Fortran prog - flight traj of projectile

[franKing]

Hello, I have to write a fortran program to computer the flight traj of a projectile. I am given dt, initial velocity, angle of departure, initial height, and gravity. I am also given the aerodynamic drag factor (A) values. I have been given the equations, but I am confused as to what the letters stand for.

A = k/m
dVx/dt = -AVNx
dVy/dt = -g - AVNy
Fd = kN^2

I have other eqns, but my main question is .. what is the N referring to? The normal? Wouldn't Nx = mass * accel in x direction? and Ny = mass * accel in y dir ? I am not given the mass, though. And what is k in A = k/m (where A = aero drag factor) ? Thanks!

 

[arildno]

What does your last equation mean?

 

[franKing]

I assume Fd = drag force. i don't know what k is. What I am familiar with is:

Fx = K (dx/dt)
Fy = K (dy/dt)

where K = drag factor.

However, the project description gives us the aerodynamic drag factor (A).

However, I was also given:

A = k/m

and I am unsure of what k is if A = drag factor.

Does that clear anything up?

Thanks!

 

[arildno]

What I think has happened here, is a typo, i.e N=V, where V is the speed.
Nx should therefore be read Vx.

You are familiar with the linear air resistance law, but for high speeds, this is not the most usual one.
Instead, an air resistance law quadratic in the velocity are often used, and this is why I believe you should replace N with V

 

[franKing]

why thank you!

So, would it be:

A = k/m
dVx/dt = -AVVx
dVy/dt = -g - AVVy
Fd = kV^2

My other problem is with k. What would k represent if the drag factor is A? do I even need to know what k is if I am just looking for time, height, range, vel, and accel?

x = VxoT
y = Yo + VyoT - 0.5gt^2
V = sqrt(Vx^2 + Vy^2)
Accel = sqrt(dVx/dt^2 + dVy/dt^2)

Are the above correct? Thanks for you help!

 

[arildno]

1. About A and k:
(Your upper set of equations are correct, as I read them!)
As long as you know values for A, g, it shouldn't matter what k is.

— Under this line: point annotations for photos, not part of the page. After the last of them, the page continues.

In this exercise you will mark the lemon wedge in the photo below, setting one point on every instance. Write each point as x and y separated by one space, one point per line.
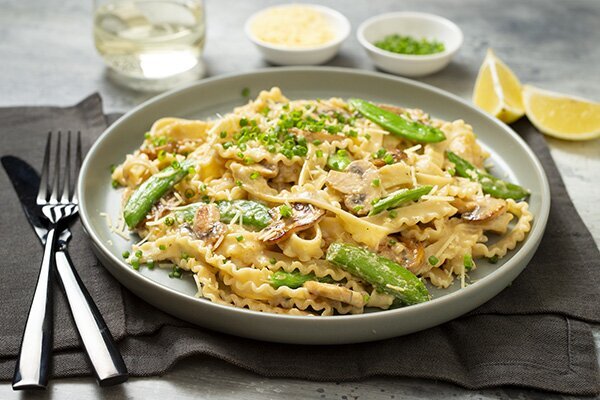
498 90
560 115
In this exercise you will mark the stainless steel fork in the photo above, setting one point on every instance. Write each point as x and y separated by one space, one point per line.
58 202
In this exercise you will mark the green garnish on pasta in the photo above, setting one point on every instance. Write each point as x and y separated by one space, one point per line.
316 206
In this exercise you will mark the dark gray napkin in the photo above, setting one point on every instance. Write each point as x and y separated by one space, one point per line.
534 334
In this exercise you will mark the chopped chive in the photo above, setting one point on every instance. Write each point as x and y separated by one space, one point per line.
189 193
285 211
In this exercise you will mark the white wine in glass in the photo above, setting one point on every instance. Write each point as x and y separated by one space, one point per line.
151 44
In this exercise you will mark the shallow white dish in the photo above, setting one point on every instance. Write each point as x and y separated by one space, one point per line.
418 25
510 155
283 55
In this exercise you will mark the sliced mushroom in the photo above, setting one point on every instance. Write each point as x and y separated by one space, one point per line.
357 184
408 253
303 217
266 170
481 209
334 292
207 225
397 155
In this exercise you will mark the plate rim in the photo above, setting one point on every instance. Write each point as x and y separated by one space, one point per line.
527 250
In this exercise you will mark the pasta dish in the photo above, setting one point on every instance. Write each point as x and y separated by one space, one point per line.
317 207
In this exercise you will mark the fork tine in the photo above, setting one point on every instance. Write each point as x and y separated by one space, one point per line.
43 190
56 180
78 157
66 184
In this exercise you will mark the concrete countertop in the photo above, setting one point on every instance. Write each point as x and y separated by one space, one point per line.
48 58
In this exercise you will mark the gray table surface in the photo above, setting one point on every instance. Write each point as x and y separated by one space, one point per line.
47 57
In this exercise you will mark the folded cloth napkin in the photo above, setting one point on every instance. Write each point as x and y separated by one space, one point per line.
534 334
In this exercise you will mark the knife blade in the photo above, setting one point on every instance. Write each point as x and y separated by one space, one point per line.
94 334
26 183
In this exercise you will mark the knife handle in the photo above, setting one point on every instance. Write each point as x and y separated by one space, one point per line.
33 362
99 344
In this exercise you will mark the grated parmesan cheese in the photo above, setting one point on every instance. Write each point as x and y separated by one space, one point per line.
292 26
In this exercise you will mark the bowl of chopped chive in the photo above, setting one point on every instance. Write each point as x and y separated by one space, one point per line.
410 43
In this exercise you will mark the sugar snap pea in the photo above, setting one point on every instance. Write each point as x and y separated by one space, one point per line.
491 185
294 279
384 274
339 160
399 197
149 192
397 125
252 213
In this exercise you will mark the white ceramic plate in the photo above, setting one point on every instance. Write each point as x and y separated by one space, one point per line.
510 155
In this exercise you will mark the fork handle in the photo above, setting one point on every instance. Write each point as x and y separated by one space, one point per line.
99 344
33 362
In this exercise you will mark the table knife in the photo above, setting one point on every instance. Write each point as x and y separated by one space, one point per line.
97 341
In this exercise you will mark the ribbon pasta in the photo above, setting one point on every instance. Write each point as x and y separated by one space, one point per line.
275 154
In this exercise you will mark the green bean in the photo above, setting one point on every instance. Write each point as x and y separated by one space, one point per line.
149 192
491 185
339 160
396 124
384 274
399 197
295 279
252 213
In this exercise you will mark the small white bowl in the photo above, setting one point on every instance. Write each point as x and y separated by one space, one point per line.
418 25
284 55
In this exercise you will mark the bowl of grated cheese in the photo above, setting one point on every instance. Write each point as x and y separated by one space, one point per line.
297 34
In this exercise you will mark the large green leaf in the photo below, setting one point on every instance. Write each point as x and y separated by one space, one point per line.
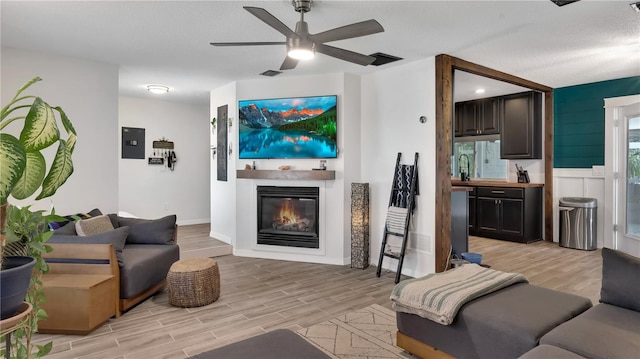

I hope the following should clarify the roles of A and k:
Note that Fd has the interpratation: "magnitude of air resistance"
(The vectorial air resistance is -kV(Vx,Vy), where V is the speed (always positive!), wheras (Vx,Vy) is the velocity vector.)

k is the proportionality constant in Fd, and is therefore the direct analogy to the "k" appearing in the linear resistance law.
(Note however, they have different units!)
What then is A, the drag factor?
Have you heard of drag coefficents Cd?
This is a well-used concept in hydrodynamics/hydraulics, and is usually
defined as the dimensionless ratio:Cd= P/(1/2(rho)U^(2)), where P is the frictional stress, rho the density, and U a typical measure of velocity.

A is somewhat akin to Cd, note that A has dimensions 1/length .
This means, that in the overall interplay of forces acting on an object of finit size (rather than the point particle you're modelling), the geometry of the object becomes significant, exemplified by a dimensionless number A*L, where L is some typical, defining length in the object.

 

[arildno]

2. About x,y, V:

No, as I can read them, this is completely incorrect.

You are to solve a set of differential equations for the flight trajectory
(x(t), y(t)).
The "x" in Vx is a subscript, i.e. refers to which component of the velocity vector we're talking about.
We have:
Vx=dx/dt, Vy=dy/dt, where x(t) and y(t) defined as above.
Probably you knew this already, because with this interpretation, your expressions for the speed V is correct, and also for the "magnitude of acceleration" you have called accel.

Do not call the speed for "vel"; reserve the term velocity for the vectorial quantity.
Similarly do not call the "magnitude of acceleration" for "accel", reserve the term acceleration for the vectorial quantity.

Your "solution" for x(t) and y(t) is completely wrong; it seems to me that you are using in the vertical direction the equation for the trajectory in time when ther is no air resistance present!
But to take into account the effects of air resistance is precisely what you are asked to do!


Your differential equations are non-linear, and you must use appropriate numerical solvers to find an approximate solution.